Movie review by David Blackwell


158 minutes, rated R


STUDIO:  Columbia Pictures/ MGM/ Scott Rudin Productions/ Yellow Bird Films/ Film Rites/ Ground Control

Theatrical RELEASE DATE:  12-20-2011


STARRING Daniel Craig (Mikael Blomkvist), Rooney Mara (Lisbeth Salander), Christopher Plummer (Hanrik Vanger), Stellan Skarsgard (Martin Vanger), Steven Berkoff (Frode), Robin Wright (Erika Berger), Yorick van Wageningen (Bjurman), Goran Visnijc (Armansky), Joely Richardson (Anita Vanger), Elodie Yung (Miram Wu)

WRITTEN by Steven Zailllian (screenplay), based on the novel by Stieg Larsson

DIRECTED by David Fincher

Mikael Blomkvist is convicted of libel against big corporate head Wennerström.  The magazine Millennium (that he founded with editor in chief/ long term girlfriend Erika Vanger) is in dire straits.  Blomkvist is offered a job by Henrik Vanger to find out who murdered his niece Harriet about 40 years ago.  Meanwhile, anti-social computer hacker Lisbeth Salander (Mara) is experiencing her own problems with her new guardian Bjurman and she is soon drawn into helping Blomkvist solve the mystery behind the disappearance/ possible murder of Harriet Vanger.  

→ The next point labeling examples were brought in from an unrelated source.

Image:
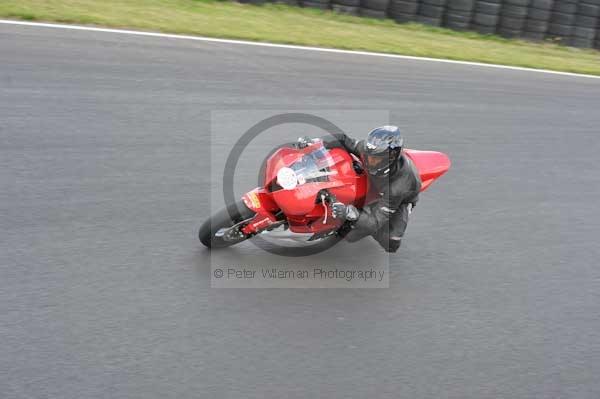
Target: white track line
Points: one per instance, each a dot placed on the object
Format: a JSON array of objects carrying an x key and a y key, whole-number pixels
[{"x": 286, "y": 46}]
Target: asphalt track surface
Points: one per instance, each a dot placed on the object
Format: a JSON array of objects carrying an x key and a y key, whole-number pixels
[{"x": 104, "y": 288}]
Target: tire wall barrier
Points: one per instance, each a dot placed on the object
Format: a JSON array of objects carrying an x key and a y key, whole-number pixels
[{"x": 570, "y": 22}]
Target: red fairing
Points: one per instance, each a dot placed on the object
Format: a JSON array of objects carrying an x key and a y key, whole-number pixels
[
  {"x": 336, "y": 177},
  {"x": 430, "y": 164}
]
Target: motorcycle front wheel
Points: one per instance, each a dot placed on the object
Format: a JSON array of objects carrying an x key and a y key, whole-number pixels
[{"x": 211, "y": 232}]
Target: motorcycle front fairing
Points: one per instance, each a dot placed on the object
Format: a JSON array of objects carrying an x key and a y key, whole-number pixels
[{"x": 296, "y": 181}]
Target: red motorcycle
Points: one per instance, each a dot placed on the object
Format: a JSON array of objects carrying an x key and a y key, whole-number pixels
[{"x": 299, "y": 186}]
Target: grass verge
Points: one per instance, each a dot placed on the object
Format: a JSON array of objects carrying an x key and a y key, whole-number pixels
[{"x": 294, "y": 25}]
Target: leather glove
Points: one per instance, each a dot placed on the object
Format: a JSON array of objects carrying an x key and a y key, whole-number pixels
[{"x": 344, "y": 212}]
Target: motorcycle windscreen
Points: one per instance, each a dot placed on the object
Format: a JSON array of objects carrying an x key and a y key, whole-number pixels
[{"x": 314, "y": 166}]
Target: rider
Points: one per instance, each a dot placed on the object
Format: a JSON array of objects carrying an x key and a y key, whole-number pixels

THE GIRL WITH THE DRAGON TATTOO is a fascinating novel which was the first of three finish novels (of a ten novel series) by the late Swedish author Stieg Larsson.   The three novels were originally adapted into the Swedish TV series MILLENIUM and reedited into three theatrical films.   I'm still more of a fan of the raw Swedish adaptations.  I think the characters were better cast in the Swedish adaptations.   No matter how hard Rooney Mara tries to portray Lisbeth, she doesn't quite channel the detachment and distrust like Noomi Rapace did in the Swedish adaptation.  It might be partly due to the screenplay by Steven Zaillian as Fincher's movie takes more liberties with the book than the Swedish version ever did.  

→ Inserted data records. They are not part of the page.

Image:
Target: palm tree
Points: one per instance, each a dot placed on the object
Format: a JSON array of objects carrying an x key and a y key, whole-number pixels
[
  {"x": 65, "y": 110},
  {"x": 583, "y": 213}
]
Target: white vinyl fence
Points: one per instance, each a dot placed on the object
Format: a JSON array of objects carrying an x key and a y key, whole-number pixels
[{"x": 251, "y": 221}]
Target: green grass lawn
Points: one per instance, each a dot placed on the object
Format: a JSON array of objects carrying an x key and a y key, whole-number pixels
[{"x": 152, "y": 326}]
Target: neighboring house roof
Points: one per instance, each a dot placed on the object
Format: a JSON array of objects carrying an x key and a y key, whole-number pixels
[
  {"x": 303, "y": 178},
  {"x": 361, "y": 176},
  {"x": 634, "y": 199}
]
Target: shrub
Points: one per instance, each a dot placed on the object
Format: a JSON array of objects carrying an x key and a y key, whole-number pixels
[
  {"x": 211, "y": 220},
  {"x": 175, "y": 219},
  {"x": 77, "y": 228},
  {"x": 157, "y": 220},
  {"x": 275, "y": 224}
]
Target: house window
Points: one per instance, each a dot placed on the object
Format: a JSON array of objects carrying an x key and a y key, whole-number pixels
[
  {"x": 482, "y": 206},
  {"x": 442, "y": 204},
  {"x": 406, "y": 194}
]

What Fincher's version does is present a better directed and shot version of the novel while it also takes away from raw feeling that the Swedish version showed off.  The main problems I have with this adaptation is that it is an over glossed version with casting that isn't as strong and a script that doesn't show the bond between Lisbeth and Mikael like the Swedish version did.    No matter how I did enjoy Fincher's take, I did find flaws that are hard to ignore.  The score is moody and sometimes menacing while the script still does not present a strong adaptation of the novel.  The dynamic between Blomkvist and Salander isn't as strong while Blomkvist is shown more as a bully at times.  Salander is more open and methodical in this version while I missed the closed down emotions of Rapace's version of Salander.  Mara's interpretation is too emotional and at sometimes Lisbeth feels too much like a normal young woman. 

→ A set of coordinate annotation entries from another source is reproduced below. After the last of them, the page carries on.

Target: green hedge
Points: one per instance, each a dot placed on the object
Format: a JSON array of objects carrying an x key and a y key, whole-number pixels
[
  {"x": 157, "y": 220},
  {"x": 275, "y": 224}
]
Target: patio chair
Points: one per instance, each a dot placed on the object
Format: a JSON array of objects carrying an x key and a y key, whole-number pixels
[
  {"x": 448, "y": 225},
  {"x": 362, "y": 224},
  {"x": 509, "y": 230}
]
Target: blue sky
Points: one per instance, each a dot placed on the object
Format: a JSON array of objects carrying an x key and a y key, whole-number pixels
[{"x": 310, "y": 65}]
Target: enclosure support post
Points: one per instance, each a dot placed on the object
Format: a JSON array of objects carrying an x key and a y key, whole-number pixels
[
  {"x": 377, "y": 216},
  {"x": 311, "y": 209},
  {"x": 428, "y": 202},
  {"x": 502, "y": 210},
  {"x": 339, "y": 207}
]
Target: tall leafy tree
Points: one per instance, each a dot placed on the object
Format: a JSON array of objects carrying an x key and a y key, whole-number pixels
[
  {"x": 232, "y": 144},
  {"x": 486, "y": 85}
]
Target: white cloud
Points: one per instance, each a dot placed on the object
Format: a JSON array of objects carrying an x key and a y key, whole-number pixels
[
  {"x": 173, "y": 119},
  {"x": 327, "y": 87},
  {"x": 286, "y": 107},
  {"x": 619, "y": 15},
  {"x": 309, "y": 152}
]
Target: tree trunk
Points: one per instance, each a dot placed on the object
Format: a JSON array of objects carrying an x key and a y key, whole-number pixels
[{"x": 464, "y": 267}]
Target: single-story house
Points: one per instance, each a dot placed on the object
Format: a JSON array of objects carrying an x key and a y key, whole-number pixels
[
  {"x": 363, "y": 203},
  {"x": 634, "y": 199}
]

Then Daniel Craig is just weak as Blomkvist where I love how Craig plays James Bond.   Blomkvist is too active in this version of the novel while it seems the Fincher version looks to make Salander less of an active person in the investigation of Harriet Vanger.  I liked how the Swedish version showed how they got together and worker together.   One of the changes I didn't like in the Fincher version is have Blomkvist's daughter discover what the numbers and names meant in the back of Harriet's diary.   Lisbeth found out about that.   As much as people making this adaptation liked the character of Libeth Salander, I don't think they understood who she is and sought to change her where she doesn't need to be changed.   The Swedish adaptations understood who Lisbeth was and so did Noomi Rapace (who still owns the character of Salander through her far more nuanced portrayal).   In the end, David Fincher's adaptation is a flawed take on the novel.   If you haven't seen the Swedish adaptation, check it out and don't be afraid it has subtitles.